Linux Cookbook: Essential Skills for Linux Users and System & Network Administrators 2nd Edition by Carla Schroder: Schroder knows her Linux, and this update to her earlier classic delivers the goods. Essentially its recipes are mini-how-tos for some of the most common situations Linux power users and system administrators face. I highly recommend this book.
UNIX and Linux System Administration Handbook 5th Edition : This one has been rewritten by a host of experts over the years and provides broad Linux administration coverage. My one caveat is that this most recent edition is from 2017, which means some of its specifics are a bit dated. Still, for general guidance, you still can't beat it.
4. Bookmark and follow the essential Linux websites
If you really want to know Linux, you want to read everything I've ever written -- well, maybe not. But there are sites you should bookmark if you're a Linux pro.
To really know what's going on with the Linux kernel, you must keep an eye on the Linux Kernel Mailing List (LKML). Note I don't say read it. I'm not sure anyone can actually read everything posted to the list; its message volume is insane. But, as you gain experience with it, you'll be able to separate the wheat from the chaff. For instance, it's a safe bet that anything Linus Torvalds posts is worth at least a glance.
I recommend getting a handle on the LKML by reading its FAQ. It will make understanding what's going on much easier.
If that's too much for you, you can subscribe to the LWN.net. There are many Linux news sites, but there's only one LWN. Run by Linux kernel maintainer Jon Corbet, LWN goes deep into the ins and outs of Linux kernel, open-source software, and coding. For example, I can tell you about the latest Fedora release; LWN cam tell you about the Fedora community debate over whether non-free Git forges should be used in developing the distribution.
If you just want to keep up on general Linux news, the aggregate site Linux Today does a great job of rounding up Linux news stories, features, and the latest tutorials.

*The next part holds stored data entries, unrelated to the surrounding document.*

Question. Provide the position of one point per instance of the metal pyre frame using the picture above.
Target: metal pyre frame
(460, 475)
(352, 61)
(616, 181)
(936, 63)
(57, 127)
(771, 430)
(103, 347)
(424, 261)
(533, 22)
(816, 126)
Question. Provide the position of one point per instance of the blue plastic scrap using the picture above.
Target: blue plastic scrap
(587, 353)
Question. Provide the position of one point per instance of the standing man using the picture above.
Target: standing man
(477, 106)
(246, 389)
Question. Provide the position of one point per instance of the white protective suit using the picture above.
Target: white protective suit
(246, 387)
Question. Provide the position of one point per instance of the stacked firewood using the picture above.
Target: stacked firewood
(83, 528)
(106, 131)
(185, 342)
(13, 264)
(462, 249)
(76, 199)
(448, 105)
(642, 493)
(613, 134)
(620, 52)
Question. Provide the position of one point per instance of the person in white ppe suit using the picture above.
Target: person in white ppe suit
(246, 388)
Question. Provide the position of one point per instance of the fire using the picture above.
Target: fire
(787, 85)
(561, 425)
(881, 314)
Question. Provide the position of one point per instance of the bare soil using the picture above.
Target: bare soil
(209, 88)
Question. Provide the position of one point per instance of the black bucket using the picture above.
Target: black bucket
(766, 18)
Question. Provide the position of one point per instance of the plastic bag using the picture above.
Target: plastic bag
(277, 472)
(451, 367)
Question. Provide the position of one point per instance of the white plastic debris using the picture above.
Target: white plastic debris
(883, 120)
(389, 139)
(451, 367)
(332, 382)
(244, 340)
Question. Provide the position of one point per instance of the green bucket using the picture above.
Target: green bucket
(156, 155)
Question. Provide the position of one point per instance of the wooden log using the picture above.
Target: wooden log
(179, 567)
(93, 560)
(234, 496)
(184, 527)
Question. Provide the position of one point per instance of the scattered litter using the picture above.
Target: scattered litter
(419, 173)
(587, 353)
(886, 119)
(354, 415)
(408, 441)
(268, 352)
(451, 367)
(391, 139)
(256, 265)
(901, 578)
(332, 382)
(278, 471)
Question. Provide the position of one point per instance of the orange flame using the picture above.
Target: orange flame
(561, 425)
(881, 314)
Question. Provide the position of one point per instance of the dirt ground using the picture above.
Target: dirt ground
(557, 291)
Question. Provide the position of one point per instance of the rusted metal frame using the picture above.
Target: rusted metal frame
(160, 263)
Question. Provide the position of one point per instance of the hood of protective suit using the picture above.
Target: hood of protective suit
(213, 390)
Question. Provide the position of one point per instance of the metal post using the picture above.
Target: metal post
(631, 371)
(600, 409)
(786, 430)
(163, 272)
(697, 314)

Here, I'll add, you'll also find links to many of my articles.
Do you want to know exactly how hardware works with Linux? Then Phoronix is for you. This site covers kernel news, but it's most well known for its detailed reporting and benchmarking on the latest Linux distros and hardware. If you want to know the current state of Linux support for Intel's Software Guard Extensions (SGX) or how Linux and Mesa Drivers compare on Intel Core i5 12600K/UHD Graphics 770 with each other in raw performance, this is the site for you.
Finally, for those of you who like to know about every Linux distribution, your site of choice should be DistroWatch. It tracks every -- and I mean every -- Linux distribution out there. By my count, there are about 600 distros today, and most of them are still being actively developed. This is the place to go to keep track of them all.
I have every hope that, by this time next year, you'll be well into your first Linux job. Good luck!